A study conducted by Michigan State University and Inforum, a professional women’s alliance, found that high-ranking women at Michigan’s top corporations earn 49 cents for every dollar that men make – $317,380 versus $650,509 for the same job. Additionally, women now only make up 6 percent of the top positions at these companies, a figure that represents a 20 percent decline from recent years.

These figures may seem surprising given recent positive trends in female enrollment in the state’s universities and graduate programs. While it would be unrealistic to expect a sudden, dramatic shift in the number of women in top executive positions, that this figure is actually declining suggests a serious problem.

Aside from the obvious ethical issues, discriminatory practices ultimately harm both the companies that set them and the state at large. Highly qualified women are not going to continue to work for less if other states can demonstrate greater parity in pay between genders. Michigan businesses, if only for the sake of competitiveness, should recognize the importance of attracting as many qualified laborers as possible, regardless of their gender.

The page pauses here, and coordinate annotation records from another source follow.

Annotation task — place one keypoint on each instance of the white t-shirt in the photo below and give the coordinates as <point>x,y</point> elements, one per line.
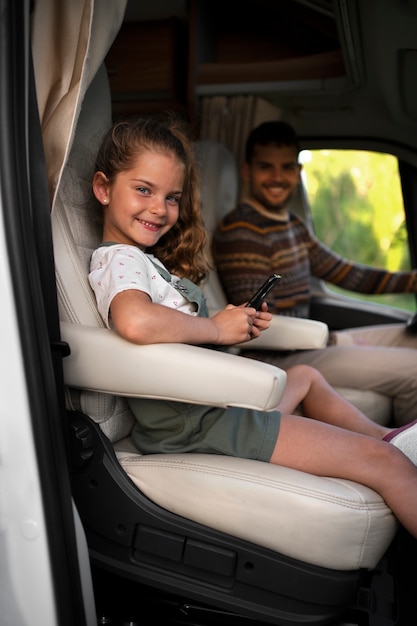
<point>119,267</point>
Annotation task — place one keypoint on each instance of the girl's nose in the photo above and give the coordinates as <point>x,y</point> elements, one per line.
<point>158,207</point>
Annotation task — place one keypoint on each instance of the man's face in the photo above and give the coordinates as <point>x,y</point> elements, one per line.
<point>272,176</point>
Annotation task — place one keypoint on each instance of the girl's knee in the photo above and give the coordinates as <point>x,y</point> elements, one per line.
<point>305,373</point>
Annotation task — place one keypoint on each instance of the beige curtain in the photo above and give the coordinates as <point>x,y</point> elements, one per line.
<point>70,39</point>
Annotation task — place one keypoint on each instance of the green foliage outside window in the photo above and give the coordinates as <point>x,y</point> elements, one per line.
<point>357,210</point>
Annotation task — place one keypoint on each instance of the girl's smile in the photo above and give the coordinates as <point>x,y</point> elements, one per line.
<point>142,203</point>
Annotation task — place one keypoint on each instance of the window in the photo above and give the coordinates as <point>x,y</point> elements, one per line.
<point>357,210</point>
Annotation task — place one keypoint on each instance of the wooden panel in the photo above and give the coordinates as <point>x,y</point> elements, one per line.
<point>142,62</point>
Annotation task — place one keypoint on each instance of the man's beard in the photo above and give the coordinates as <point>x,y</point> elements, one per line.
<point>273,206</point>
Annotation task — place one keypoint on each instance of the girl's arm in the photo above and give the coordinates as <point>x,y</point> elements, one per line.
<point>136,318</point>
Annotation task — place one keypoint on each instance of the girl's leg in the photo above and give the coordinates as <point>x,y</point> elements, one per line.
<point>325,450</point>
<point>306,386</point>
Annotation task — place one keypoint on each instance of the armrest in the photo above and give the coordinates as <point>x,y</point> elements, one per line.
<point>291,333</point>
<point>100,360</point>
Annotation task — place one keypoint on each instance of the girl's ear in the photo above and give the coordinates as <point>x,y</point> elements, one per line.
<point>244,170</point>
<point>101,187</point>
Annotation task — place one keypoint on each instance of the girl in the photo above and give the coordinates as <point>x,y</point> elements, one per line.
<point>145,276</point>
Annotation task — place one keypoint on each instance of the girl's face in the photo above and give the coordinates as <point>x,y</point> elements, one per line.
<point>142,203</point>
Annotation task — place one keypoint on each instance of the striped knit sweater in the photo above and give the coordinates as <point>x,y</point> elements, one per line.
<point>248,246</point>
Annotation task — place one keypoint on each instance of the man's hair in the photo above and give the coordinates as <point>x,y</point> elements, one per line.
<point>274,132</point>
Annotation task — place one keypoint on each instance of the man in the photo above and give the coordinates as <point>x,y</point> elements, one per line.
<point>260,236</point>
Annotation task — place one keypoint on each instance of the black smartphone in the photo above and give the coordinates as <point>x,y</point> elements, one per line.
<point>260,295</point>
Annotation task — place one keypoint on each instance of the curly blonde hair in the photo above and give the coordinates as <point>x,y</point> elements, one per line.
<point>182,248</point>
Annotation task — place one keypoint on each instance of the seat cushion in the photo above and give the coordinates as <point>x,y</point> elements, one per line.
<point>328,522</point>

Though the problem may be most stark among Michigan’s corporate executives, it is certainly not the only instance in which women are getting the shorter end of the stick. From a national outlook, women seem to be receiving disproportionately less in both the legal and medical fields. Once an anomaly, female doctors now make up more than 50 percent of medical school applicants and represent 49 percent of graduates. Still, they make roughly one-fifth less than most of their male counterparts. Even more similar to the situation in Michigan, less than 16 percent of partners in America’s law firms are women. This situation is not expected to improve. By 2015, women will account for more than 52 percent of America’s lawyers yet continue to make only 20 percent as much as their male colleagues.

While women enjoy equal treatment under the law, they still face subtle, though well-documented trends of discrimination in the workplace. Evidently, equal legal status does not translate to equal social status. These disparities cannot be ignored. While other progressive debates rage, it is important to remember that gender equality only goes as high as the still-unbroken glass ceiling.